A côté du projet Moïse, d’autres idées ont également été étudiées afin que Venise ne devienne la nouvelle Atlantide .C’est ainsi qu’une équipe de chercheurs de l’Université de Padoue, en Italie, propose de soulever le sol de Venise en injectant d’énormes quantités d’eau de mer en profondeur, ce qui selon eux permettrait d’éviter toute nouvelle inondation de Venise par les grandes marées, et contribuer à améliorer l’efficacité du projet Moïse. Pour cela, trois puits seront creusés à une profondeur comprise entre 600 et 800 mètres de profondeur, à l’intérieur desquels de l’eau pompée en mer sera injectée afin de créer une pression en sous-sol susceptible de soulever la surface de plusieurs dizaines de centimètres, entre 25 et 30 centimètres au bout de 10 ans. Décriés, nécessitant des moyens considérables, ces projets ambitieux ne suffiront néanmoins pas, selon certains experts, à épargner Venise de la montée des eaux.

Menacée par les éléments naturels, Venise l’est aussi par le développement économique, et notamment par le passage incessant, et cautionné par l’Etat, des paquebots dans sa fragile lagune.
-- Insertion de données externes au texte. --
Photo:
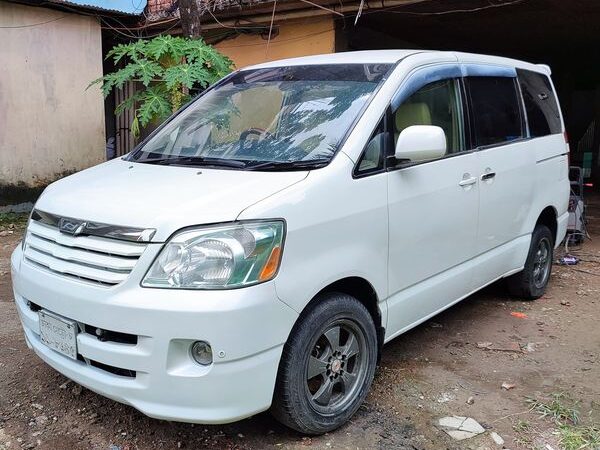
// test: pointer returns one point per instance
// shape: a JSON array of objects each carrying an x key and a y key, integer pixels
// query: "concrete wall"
[
  {"x": 296, "y": 38},
  {"x": 49, "y": 124}
]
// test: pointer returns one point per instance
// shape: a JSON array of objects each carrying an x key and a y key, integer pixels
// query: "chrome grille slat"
[
  {"x": 75, "y": 255},
  {"x": 103, "y": 261}
]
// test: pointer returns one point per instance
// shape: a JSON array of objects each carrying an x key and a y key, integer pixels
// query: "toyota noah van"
[{"x": 259, "y": 248}]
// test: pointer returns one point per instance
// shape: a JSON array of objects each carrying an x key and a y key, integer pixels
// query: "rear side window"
[
  {"x": 542, "y": 111},
  {"x": 495, "y": 110}
]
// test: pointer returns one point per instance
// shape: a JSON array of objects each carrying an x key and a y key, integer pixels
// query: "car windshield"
[{"x": 282, "y": 117}]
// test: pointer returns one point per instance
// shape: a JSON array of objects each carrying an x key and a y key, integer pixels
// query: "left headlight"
[{"x": 219, "y": 257}]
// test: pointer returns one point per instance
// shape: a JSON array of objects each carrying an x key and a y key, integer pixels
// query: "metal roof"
[{"x": 132, "y": 7}]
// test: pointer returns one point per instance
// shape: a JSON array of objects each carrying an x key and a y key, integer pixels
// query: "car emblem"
[{"x": 71, "y": 226}]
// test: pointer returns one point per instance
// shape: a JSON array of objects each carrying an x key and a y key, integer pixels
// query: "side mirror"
[{"x": 421, "y": 143}]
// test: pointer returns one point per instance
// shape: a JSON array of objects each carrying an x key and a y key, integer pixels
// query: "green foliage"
[{"x": 167, "y": 67}]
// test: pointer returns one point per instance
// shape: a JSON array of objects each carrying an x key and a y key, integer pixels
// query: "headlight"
[{"x": 219, "y": 257}]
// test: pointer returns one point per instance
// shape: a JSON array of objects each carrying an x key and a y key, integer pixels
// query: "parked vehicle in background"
[{"x": 261, "y": 246}]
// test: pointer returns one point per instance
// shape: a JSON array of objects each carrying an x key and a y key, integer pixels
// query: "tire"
[
  {"x": 342, "y": 364},
  {"x": 531, "y": 282}
]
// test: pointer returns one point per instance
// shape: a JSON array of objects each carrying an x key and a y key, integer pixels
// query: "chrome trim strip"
[{"x": 78, "y": 227}]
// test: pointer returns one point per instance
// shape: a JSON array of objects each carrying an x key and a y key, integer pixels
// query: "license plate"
[{"x": 59, "y": 334}]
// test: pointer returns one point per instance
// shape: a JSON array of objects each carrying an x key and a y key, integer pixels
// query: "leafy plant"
[{"x": 168, "y": 68}]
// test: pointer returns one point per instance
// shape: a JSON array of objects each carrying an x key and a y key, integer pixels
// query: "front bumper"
[{"x": 245, "y": 327}]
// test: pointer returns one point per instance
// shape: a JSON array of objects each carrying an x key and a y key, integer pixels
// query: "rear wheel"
[
  {"x": 531, "y": 282},
  {"x": 327, "y": 365}
]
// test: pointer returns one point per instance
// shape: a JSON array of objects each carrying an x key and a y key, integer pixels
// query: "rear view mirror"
[{"x": 421, "y": 143}]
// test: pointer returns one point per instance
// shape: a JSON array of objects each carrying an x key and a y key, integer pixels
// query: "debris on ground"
[
  {"x": 446, "y": 397},
  {"x": 497, "y": 438},
  {"x": 568, "y": 260},
  {"x": 508, "y": 347},
  {"x": 460, "y": 428}
]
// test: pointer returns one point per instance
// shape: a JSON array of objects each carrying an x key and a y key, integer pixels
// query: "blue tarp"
[{"x": 122, "y": 6}]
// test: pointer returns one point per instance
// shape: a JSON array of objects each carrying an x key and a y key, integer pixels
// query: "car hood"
[{"x": 166, "y": 198}]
En effet, les vagues profondes crées par le passage de ces monstres maritimes creusent les fonds, transformant peu à peu la lagune en bras de la mer adriatique et provoquant un phénomène d’érosion sur les fondations de la cité… C’est sans parler de la pollution qu’ils engendrent aussi : chaque paquebot libère en une seule journée l’équivalent de 14 000 voitures.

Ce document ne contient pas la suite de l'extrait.